RTMPose-s — LiteRT (on-device real-time 2D human pose, fully-GPU)

RTMPose (mmpose, CSPNeXt backbone + RTMCC/SimCC head) top-down 2D human pose, converted to LiteRT and running fully on the CompiledModel GPU (ML Drift) on Android. Estimates 17 COCO keypoints for a single centered person — the SOTA real-time pose model, device-verified end-to-end.

On-device (Pixel 8a, Tensor G3 — verified)


nodes on GPU	256 / 256 LITERT_CL (full residency)
inference	~4 ms (256×192)
size	11.1 MB (fp16)
accuracy	device-vs-PyTorch SimCC corr 0.999, keypoints within 0.3 px (max 1 px)

image[1,3,256,192] (ImageNet 0-255 norm) →[GPU: CSPNeXt + RTMCC]→ simcc_x[1,17,384], simcc_y[1,17,512]
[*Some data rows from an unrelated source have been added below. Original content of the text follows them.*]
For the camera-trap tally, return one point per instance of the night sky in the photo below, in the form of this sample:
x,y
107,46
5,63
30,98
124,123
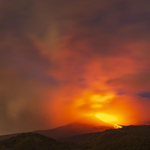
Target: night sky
x,y
63,59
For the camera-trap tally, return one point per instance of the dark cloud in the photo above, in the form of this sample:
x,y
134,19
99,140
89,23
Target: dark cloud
x,y
55,50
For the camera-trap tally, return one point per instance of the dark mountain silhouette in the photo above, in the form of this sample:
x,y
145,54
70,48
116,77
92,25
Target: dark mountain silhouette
x,y
127,138
34,141
81,126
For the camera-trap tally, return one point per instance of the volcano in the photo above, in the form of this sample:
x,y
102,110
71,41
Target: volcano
x,y
81,126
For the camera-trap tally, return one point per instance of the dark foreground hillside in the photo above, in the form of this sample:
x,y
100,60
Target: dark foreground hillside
x,y
127,138
34,141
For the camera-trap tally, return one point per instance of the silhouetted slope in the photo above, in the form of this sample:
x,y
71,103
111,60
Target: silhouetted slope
x,y
81,126
127,138
34,141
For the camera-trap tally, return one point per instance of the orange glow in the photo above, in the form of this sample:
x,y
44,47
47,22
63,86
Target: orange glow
x,y
106,106
106,118
116,126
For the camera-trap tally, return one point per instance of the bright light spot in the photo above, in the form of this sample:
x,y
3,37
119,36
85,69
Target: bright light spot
x,y
116,126
106,118
99,98
96,105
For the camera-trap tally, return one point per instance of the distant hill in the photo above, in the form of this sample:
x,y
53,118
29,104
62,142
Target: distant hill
x,y
127,138
81,126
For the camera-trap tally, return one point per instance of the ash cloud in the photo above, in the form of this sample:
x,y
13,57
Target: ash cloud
x,y
53,51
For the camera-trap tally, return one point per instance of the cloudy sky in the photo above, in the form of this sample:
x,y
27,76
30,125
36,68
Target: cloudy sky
x,y
63,59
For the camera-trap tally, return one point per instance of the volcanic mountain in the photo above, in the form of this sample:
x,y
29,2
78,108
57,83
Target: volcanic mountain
x,y
80,126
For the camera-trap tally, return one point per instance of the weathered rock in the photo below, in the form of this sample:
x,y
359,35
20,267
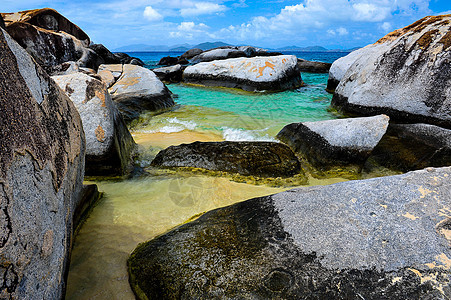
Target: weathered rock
x,y
313,66
138,90
273,73
168,61
48,19
107,78
263,159
170,74
41,176
384,238
408,147
52,48
341,65
2,23
407,75
115,69
191,53
332,143
109,144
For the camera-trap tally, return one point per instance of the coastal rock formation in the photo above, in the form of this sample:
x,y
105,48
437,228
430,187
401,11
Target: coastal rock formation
x,y
383,238
313,66
170,74
137,90
263,159
406,75
333,143
50,38
191,53
341,65
109,144
41,176
274,73
408,147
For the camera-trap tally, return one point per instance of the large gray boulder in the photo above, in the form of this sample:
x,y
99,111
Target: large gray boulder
x,y
384,238
406,75
137,90
51,39
263,159
274,73
41,176
109,144
408,147
335,143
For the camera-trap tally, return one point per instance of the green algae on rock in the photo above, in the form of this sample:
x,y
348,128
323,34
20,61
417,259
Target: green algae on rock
x,y
372,239
264,159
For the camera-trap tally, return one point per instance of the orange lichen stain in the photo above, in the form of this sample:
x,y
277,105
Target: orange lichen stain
x,y
129,81
424,192
262,69
410,216
100,134
101,95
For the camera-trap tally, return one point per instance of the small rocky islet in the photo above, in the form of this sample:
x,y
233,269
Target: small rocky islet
x,y
65,108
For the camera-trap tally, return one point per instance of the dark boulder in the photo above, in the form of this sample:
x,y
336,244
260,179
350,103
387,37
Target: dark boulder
x,y
313,66
191,53
384,238
333,144
41,177
263,159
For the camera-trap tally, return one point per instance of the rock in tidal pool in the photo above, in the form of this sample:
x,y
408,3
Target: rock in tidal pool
x,y
42,161
384,238
263,159
313,66
406,75
170,74
408,147
273,73
137,90
335,143
109,144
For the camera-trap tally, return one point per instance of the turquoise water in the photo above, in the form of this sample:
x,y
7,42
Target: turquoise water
x,y
138,209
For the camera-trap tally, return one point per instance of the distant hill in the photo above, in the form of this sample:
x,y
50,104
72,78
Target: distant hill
x,y
208,46
303,49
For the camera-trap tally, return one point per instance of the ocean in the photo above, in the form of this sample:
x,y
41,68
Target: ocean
x,y
135,210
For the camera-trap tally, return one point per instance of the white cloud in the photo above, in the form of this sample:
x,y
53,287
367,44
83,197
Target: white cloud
x,y
202,8
342,31
151,14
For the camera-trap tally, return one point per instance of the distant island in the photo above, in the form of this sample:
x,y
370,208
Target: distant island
x,y
211,45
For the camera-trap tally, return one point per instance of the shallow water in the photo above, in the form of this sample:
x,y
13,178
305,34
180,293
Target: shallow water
x,y
134,211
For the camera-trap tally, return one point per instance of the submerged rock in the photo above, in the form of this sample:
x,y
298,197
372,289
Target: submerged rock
x,y
137,90
408,147
263,159
313,66
334,143
406,75
384,238
274,73
170,74
109,144
41,177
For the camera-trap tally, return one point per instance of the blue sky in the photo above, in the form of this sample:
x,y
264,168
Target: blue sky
x,y
276,23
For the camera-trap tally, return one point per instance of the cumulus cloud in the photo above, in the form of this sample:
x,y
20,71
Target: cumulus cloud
x,y
151,14
202,8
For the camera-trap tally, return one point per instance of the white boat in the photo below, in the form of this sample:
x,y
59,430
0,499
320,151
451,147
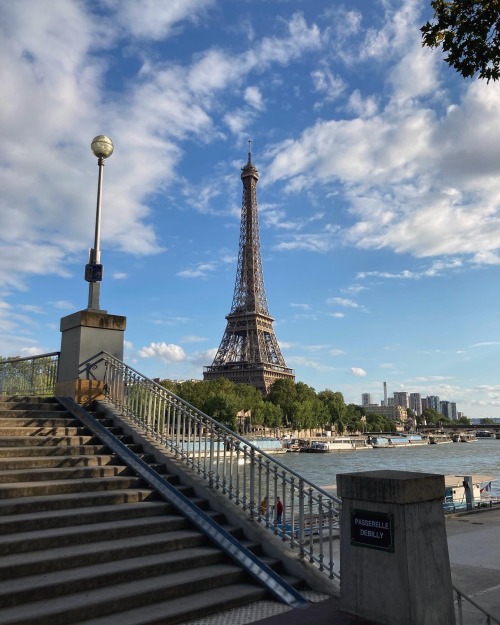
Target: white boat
x,y
324,447
456,491
464,437
397,440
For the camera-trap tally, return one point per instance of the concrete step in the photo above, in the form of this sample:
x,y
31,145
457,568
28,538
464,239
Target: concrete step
x,y
49,585
38,521
23,418
39,474
24,542
47,441
199,605
59,487
73,556
98,602
34,505
30,403
46,450
40,462
28,430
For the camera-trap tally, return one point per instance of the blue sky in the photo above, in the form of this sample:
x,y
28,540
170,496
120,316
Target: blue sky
x,y
379,187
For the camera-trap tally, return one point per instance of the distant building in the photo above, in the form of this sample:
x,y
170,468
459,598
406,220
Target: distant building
x,y
444,408
396,413
402,399
416,403
433,402
366,399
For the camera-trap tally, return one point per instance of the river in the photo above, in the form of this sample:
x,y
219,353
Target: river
x,y
481,457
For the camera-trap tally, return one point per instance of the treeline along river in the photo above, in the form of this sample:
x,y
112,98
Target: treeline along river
x,y
481,457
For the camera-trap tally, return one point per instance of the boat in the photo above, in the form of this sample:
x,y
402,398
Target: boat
x,y
269,445
397,440
439,438
464,437
324,447
456,488
484,434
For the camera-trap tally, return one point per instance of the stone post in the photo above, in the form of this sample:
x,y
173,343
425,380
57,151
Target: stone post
x,y
84,335
394,562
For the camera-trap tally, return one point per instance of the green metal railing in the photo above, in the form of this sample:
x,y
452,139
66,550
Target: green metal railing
x,y
34,375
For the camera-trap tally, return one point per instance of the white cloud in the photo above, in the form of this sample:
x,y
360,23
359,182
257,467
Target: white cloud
x,y
200,271
437,268
164,351
358,372
328,84
156,20
191,338
336,352
253,97
342,301
63,305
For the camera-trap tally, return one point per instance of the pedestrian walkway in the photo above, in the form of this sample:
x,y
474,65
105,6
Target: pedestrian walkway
x,y
474,546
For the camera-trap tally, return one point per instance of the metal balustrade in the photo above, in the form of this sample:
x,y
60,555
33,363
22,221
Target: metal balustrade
x,y
33,375
247,476
475,611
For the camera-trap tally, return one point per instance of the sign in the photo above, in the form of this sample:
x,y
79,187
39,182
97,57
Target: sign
x,y
93,273
372,529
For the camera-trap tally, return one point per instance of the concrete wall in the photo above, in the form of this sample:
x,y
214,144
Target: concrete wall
x,y
394,561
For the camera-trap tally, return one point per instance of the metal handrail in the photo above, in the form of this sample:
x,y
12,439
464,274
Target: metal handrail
x,y
489,618
246,475
30,375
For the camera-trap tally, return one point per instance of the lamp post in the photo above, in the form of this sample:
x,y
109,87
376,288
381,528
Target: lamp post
x,y
102,147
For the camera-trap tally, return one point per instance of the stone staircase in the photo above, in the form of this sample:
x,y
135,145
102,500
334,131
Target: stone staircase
x,y
84,542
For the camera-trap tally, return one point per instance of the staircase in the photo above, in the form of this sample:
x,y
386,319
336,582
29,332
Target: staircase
x,y
83,541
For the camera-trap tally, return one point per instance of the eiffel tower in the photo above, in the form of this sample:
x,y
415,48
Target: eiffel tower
x,y
249,352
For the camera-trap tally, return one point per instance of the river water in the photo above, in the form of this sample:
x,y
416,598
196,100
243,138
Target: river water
x,y
481,457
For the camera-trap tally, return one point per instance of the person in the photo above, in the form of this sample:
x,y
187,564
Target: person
x,y
263,506
279,510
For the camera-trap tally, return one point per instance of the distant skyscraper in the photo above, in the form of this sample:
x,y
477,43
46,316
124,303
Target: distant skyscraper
x,y
402,399
416,403
366,399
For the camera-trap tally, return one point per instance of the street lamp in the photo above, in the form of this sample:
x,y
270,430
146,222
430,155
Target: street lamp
x,y
102,147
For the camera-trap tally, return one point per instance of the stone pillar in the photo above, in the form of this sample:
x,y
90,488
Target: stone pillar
x,y
85,334
394,562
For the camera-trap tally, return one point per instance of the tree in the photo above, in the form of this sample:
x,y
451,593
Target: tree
x,y
284,394
468,32
334,404
487,421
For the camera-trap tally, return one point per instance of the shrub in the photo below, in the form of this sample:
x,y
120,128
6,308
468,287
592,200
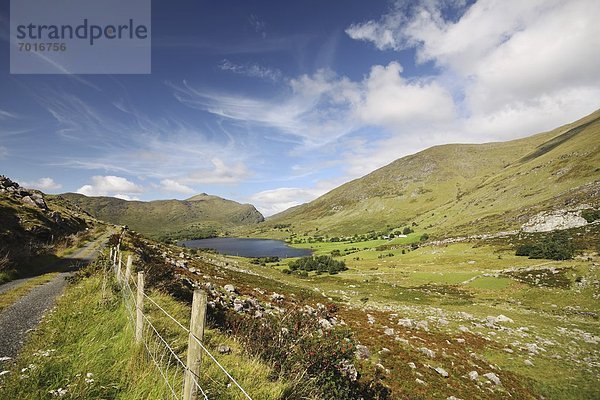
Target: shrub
x,y
557,246
590,215
319,264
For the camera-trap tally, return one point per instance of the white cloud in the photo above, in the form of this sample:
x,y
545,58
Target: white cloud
x,y
507,69
220,173
125,197
7,115
172,186
314,109
111,186
274,201
42,184
252,70
390,100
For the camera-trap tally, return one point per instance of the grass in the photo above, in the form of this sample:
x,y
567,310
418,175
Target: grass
x,y
11,296
86,347
435,282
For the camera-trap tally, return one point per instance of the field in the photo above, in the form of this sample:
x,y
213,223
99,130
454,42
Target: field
x,y
475,305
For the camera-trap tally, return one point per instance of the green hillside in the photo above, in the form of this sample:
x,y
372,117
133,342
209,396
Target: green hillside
x,y
199,216
462,188
33,227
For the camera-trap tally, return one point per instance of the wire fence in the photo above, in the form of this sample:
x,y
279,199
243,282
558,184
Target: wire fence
x,y
164,346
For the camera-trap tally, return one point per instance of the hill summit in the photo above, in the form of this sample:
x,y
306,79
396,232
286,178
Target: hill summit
x,y
199,216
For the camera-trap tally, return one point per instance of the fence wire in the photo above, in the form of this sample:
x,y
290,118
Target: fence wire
x,y
169,364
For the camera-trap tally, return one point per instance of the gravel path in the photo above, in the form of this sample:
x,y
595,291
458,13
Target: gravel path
x,y
12,284
17,319
26,313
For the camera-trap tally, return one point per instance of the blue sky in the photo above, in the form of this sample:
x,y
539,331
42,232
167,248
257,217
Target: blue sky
x,y
274,103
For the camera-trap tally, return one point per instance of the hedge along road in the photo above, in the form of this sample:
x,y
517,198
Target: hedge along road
x,y
24,315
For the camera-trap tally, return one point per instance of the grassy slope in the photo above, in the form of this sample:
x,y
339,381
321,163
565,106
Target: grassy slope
x,y
435,283
90,334
493,186
198,216
29,235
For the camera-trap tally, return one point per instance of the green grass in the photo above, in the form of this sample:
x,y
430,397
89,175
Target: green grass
x,y
466,277
90,333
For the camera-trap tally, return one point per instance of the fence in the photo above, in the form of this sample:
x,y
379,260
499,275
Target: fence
x,y
181,378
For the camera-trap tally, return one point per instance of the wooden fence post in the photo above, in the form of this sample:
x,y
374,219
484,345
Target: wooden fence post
x,y
194,353
139,320
128,269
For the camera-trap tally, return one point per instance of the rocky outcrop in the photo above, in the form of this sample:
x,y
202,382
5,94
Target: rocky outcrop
x,y
29,197
554,220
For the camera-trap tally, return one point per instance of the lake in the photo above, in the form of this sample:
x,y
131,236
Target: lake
x,y
247,247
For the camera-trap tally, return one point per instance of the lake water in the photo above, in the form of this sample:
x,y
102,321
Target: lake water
x,y
247,247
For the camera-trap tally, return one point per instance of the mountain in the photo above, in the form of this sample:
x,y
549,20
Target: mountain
x,y
199,216
32,224
463,188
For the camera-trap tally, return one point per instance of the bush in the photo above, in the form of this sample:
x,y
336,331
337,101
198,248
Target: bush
x,y
590,215
318,263
557,246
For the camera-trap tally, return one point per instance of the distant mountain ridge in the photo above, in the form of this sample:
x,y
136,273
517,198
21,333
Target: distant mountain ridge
x,y
463,188
199,216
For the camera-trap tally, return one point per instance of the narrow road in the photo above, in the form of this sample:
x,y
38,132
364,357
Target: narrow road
x,y
27,312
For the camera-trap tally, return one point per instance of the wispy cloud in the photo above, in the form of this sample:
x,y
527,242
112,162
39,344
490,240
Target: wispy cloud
x,y
172,186
252,70
258,25
44,184
111,185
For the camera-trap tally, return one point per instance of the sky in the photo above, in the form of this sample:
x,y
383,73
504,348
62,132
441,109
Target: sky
x,y
274,103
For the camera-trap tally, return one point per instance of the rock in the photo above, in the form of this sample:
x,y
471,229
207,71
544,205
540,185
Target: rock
x,y
362,352
423,325
238,305
492,378
401,340
229,288
429,353
503,318
441,371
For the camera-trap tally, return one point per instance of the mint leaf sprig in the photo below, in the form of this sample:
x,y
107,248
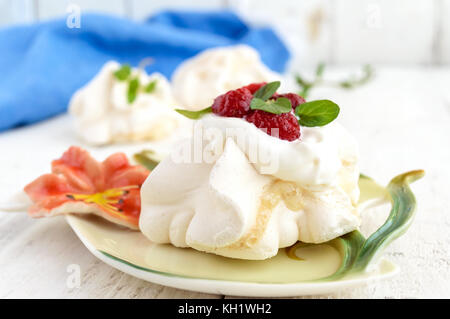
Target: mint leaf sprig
x,y
310,114
134,85
316,113
350,83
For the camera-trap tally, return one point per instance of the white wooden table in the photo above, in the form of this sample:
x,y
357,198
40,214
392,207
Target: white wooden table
x,y
402,122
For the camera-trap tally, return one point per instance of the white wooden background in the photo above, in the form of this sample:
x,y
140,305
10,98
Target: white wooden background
x,y
333,31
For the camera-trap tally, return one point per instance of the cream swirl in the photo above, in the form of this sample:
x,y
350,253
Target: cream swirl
x,y
103,114
226,202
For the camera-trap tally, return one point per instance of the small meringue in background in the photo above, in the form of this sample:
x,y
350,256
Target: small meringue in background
x,y
103,113
197,81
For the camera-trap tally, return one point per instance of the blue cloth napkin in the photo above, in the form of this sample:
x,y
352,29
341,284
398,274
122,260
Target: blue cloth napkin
x,y
43,64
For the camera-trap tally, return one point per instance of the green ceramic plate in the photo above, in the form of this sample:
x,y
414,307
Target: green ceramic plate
x,y
297,270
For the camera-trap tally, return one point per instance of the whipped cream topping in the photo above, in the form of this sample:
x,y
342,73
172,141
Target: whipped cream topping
x,y
231,204
103,115
198,80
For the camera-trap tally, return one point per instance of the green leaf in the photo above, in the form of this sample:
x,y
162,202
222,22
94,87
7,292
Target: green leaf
x,y
266,91
146,159
123,73
319,70
278,106
317,113
194,115
149,88
133,87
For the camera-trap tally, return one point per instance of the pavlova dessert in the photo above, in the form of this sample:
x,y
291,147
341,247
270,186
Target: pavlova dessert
x,y
261,171
122,104
218,70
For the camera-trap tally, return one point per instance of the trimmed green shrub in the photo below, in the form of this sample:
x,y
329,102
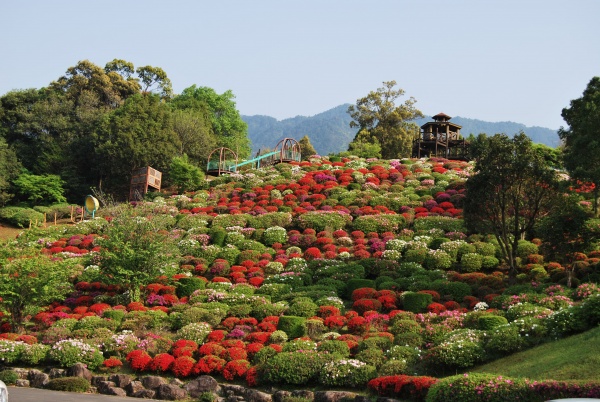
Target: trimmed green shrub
x,y
471,262
9,377
296,368
416,302
21,217
487,322
294,327
339,348
187,286
354,284
69,384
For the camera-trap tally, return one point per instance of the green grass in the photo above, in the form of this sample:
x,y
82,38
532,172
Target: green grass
x,y
574,358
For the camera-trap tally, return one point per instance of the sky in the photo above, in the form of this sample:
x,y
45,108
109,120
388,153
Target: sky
x,y
509,60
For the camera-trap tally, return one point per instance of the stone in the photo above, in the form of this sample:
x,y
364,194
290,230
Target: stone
x,y
97,378
80,370
120,380
145,394
105,386
304,393
37,379
152,381
22,383
204,383
253,395
133,387
333,396
279,396
56,373
170,392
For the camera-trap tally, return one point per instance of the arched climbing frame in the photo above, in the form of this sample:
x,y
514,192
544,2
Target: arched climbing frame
x,y
286,150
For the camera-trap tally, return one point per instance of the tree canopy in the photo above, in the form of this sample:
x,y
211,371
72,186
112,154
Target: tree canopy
x,y
511,188
581,141
379,120
93,126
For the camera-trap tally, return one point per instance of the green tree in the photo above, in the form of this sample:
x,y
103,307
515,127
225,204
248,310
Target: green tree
x,y
378,117
9,169
511,188
581,147
565,232
306,148
185,175
135,252
228,127
40,190
365,146
29,283
139,133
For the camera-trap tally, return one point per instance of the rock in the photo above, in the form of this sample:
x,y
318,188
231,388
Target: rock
x,y
56,373
37,379
304,393
333,396
152,381
135,386
170,392
253,395
145,394
177,381
121,380
105,386
80,370
22,383
204,383
97,378
279,396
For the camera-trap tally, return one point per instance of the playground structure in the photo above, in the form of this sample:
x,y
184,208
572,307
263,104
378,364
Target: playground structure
x,y
442,139
224,160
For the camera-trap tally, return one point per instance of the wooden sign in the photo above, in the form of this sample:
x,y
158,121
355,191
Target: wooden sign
x,y
143,178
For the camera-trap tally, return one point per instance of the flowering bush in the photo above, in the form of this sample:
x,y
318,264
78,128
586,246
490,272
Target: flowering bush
x,y
346,373
70,351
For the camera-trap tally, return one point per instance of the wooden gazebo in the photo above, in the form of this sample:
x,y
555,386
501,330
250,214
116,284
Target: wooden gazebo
x,y
441,138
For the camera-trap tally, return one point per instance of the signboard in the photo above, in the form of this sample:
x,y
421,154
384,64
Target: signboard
x,y
143,178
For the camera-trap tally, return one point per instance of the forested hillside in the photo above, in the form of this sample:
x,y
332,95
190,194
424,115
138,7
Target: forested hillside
x,y
330,131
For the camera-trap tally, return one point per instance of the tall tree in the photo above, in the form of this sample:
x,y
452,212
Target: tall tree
x,y
581,144
138,134
511,188
377,116
229,128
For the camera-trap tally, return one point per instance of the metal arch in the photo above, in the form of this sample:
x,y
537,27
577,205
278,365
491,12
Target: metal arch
x,y
289,150
224,165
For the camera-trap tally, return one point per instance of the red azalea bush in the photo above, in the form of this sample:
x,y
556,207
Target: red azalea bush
x,y
235,369
402,386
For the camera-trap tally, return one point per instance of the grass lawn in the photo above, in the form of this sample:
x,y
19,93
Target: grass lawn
x,y
573,358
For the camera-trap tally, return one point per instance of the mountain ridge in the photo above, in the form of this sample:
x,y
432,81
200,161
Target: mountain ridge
x,y
330,131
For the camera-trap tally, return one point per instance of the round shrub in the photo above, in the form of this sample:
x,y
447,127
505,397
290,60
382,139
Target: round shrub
x,y
487,322
339,348
296,368
294,327
9,377
471,262
416,302
69,384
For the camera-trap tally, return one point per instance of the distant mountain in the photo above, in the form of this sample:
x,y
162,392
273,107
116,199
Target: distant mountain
x,y
330,131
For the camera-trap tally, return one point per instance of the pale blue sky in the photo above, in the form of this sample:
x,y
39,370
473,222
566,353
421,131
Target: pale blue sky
x,y
515,60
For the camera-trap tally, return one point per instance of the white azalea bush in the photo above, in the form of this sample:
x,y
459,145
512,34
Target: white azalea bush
x,y
347,373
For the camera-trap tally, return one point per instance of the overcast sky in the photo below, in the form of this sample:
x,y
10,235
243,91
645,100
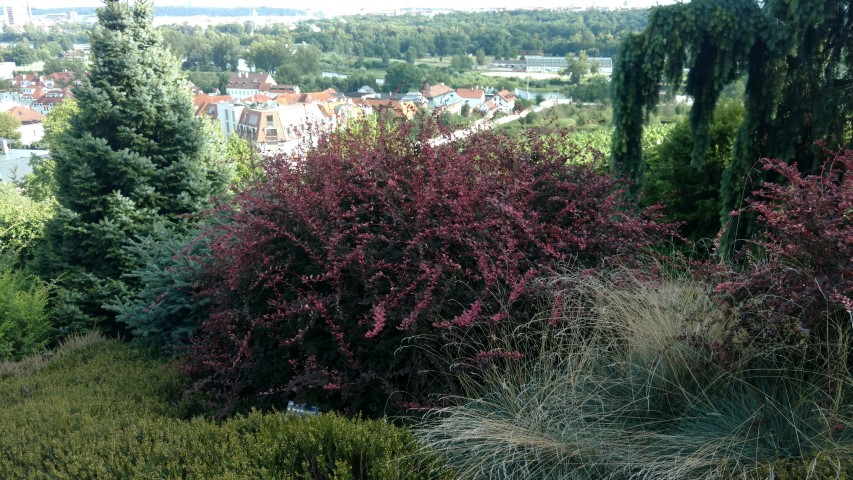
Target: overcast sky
x,y
350,5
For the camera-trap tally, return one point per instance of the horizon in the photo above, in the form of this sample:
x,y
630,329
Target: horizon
x,y
372,6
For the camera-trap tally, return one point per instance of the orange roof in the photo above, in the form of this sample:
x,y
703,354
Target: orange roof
x,y
470,93
258,99
249,80
400,109
26,115
437,91
323,96
506,95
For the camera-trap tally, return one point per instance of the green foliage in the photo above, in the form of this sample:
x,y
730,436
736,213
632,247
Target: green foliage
x,y
99,410
9,126
246,160
402,77
24,326
209,81
58,121
22,221
578,67
691,195
134,157
461,62
163,314
40,184
795,58
620,380
480,56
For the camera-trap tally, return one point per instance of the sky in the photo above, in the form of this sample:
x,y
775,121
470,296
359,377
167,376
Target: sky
x,y
350,5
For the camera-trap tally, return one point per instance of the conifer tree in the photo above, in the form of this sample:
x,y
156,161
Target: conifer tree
x,y
135,159
796,56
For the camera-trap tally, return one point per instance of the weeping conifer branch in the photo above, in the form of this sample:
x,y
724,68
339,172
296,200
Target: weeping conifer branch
x,y
797,59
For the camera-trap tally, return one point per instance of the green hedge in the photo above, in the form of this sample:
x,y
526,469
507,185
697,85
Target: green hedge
x,y
105,411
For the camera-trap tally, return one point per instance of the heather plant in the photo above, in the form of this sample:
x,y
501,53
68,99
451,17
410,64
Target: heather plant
x,y
690,193
799,272
22,221
97,409
24,326
163,314
619,381
133,156
324,280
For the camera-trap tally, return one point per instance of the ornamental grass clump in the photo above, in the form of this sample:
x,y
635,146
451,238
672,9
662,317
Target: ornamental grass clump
x,y
378,235
620,382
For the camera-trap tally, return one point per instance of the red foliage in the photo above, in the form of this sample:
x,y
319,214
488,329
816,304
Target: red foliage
x,y
378,241
801,272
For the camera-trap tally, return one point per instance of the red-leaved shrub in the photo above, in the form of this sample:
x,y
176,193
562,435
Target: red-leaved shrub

The SimCC head emits two 1D distributions per keypoint; argmax over the bins (÷ split=2) gives the pixel x/y.

Minimal usage

Android (Kotlin, CompiledModel GPU)

val model = CompiledModel.create(context.assets, "rtmpose_s_fp16.tflite",
    CompiledModel.Options(Accelerator.GPU), null)
val inputs = model.createInputBuffers()
val outputs = model.createOutputBuffers()
inputs[0].writeFloat(chw)              // [1,3,256,192] mmpose mean/std (0-255 RGB), NCHW
model.run(inputs, outputs)
val simccX = outputs[0].readFloat()    // [1,17,384]
val simccY = outputs[1].readFloat()    // [1,17,512]; keypoint = argmax / 2

Python (desktop verification)

MEAN = np.array([123.675, 116.28, 103.53], np.float32)
STD  = np.array([58.395, 57.12, 57.375], np.float32)
import numpy as np
from PIL import Image
from ai_edge_litert.interpreter import Interpreter

img = Image.open("person.jpg").convert("RGB").resize((192, 256))  # centered subject crop
x = ((np.asarray(img, np.float32) - MEAN) / STD).transpose(2, 0, 1)[None]

it = Interpreter(model_path="rtmpose_s_fp16.tflite"); it.allocate_tensors()
it.set_tensor(it.get_input_details()[0]["index"], x); it.invoke()
od = it.get_output_details()
sx, sy = (it.get_tensor(o["index"])[0] for o in od)              # [17,384], [17,512]
if sx.shape[-1] != 384: sx, sy = sy, sx                          # identify by bin count
kx, ky = sx.argmax(-1) / 2.0, sy.argmax(-1) / 2.0                 # 17 keypoints, px in 192x256
for i, (a, b) in enumerate(zip(kx, ky)):
    print(f"kp{i}: ({a:.1f}, {b:.1f})")

How it converts (litert-torch) — two numerically-exact re-authorings

Both are on-device-only Mali issues: they pass the desktop op-check and report full LITERT_CL residency, yet the device output was wrong until fixed (residency ≠ correctness):

ScaleNorm (RMS norm) fp16 overflow → all-zero head. The RTMCC ScaleNorm input reaches ≈ |274|, so its channel Σ x² ≈ 3.6M overflows fp16 (max 65504) on the Mali delegate (which reduces in fp16 even for an fp32 graph) → norm = ∞ → x/∞ = 0 → the whole head collapses to zero. Fix: scale x down by S=64 before squaring, then rescale (math-identical) — a SafeRMSNorm.
GAU attention act@act BMM → broadcast-reduce. The Gated Attention Unit's q@kᵀ and kernel@v are activation×activation batch-matmuls that the Mali delegate mis-computes; at K=17 tokens the exact replacement is (q[:,:,None,:]·k[:,None,:,:]).sum(-1).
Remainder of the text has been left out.